Doctors and Distillers by Camper English

Doctors and Distillers by Camper English

Author:Camper English [English, Camper]
Language: eng
Format: epub
Publisher: Penguin Publishing Group
Published: 2022-07-19T00:00:00+00:00


WHITE RUSSIAN

51 ounce (30 ml) coffee liqueur

1 ounce (30 ml) cream

Pour the vodka and coffee liqueur over ice in a rocks glass. Top with cream and give it a gentle stir.

Rum

Sugarcane juice and molasses (rum can be made from either) were possibly distilled in India in the centuries around the start of the Common Era, according to archaeological findings, as discussed in chapter 2. That’s over fifteen hundred years before distilling came to the Western Hemisphere, the part of the world with which we most associate the spirit. Sugarcane cultivation spread over the centuries via the trade routes westward from its native Asia and India into the Middle East, then to the Arab-controlled regions of Sicily and Spain. It was transplanted to Madeira and the Canary Islands, and from there to the New World with Columbus and others.

Distillation of sugarcane probably did not follow the same path. Cane had been planted in Europe when distillation technology was available, but there isn’t much evidence that molasses, the by-product of sugar production, was distilled on the continent. It is generally assumed that the stills used in Brazil, the dominant New World sugar provider in the 1500s, came from Europe. However, it is possible that the Portuguese took a shortcut and brought stills or knowledge of distillation from India directly to the New World, but so far that remains only an enticing theory.

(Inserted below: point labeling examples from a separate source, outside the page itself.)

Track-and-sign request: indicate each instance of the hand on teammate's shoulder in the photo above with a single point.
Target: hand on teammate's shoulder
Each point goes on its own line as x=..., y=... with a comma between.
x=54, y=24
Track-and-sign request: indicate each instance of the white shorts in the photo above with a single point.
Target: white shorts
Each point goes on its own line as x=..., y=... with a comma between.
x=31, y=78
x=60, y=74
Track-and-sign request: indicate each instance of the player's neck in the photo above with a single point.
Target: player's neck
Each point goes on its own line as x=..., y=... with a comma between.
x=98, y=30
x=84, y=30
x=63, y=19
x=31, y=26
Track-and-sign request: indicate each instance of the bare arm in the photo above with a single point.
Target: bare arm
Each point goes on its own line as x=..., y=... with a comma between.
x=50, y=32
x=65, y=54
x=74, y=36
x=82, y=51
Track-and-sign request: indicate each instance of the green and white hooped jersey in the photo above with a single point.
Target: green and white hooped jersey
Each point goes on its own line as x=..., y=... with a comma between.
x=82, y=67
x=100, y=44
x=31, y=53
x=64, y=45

In any case, in the 1600s, the British, Dutch, and French all established Caribbean sugar plantations and expanded quickly. The sugar industry grew in the Caribbean as well as in Brazil, with Barbados and later Jamaica particularly profitable islands for the British. Molasses supplemented animal and human food and was used in various ways including as mortar. Then as part of standard operations, a still would be employed on plantations to produce rum from molasses combined with the “skimmings” of the boiled sugarcane juice in the early days. The rum was consumed by laborers as “a booster, a medicine, a salve to the pains of toil,” as writer Dave Broom put it.

The people toiling were enslaved Africans and Indigenous peoples, and to a much lesser extent European indentured servants. Slavery was not new to the world and was not limited to sugar and rum production in the Caribbean. But the enormous demand for sugar combined with racism and imperialism resulted in a huge expansion of slavery. By the time the abhorrent practice was abolished in the Americas, more than ten million people were taken from Africa across the Atlantic.

After slavery was abolished, new labor forces particularly from India and China willing to work for the promise of a better life were recruited to sugarcane-growing areas. Today, while working conditions have improved over the centuries since cane was first harvested, laborers in sugarcane fields can still endure unsafe conditions for subsistence wages. In recent decades, an epidemic of chronic kidney disease among sugarcane cutters in Central America has been reported, believed to be due to dehydration, exposure to air pollutants from burnt sugarcane, and other factors.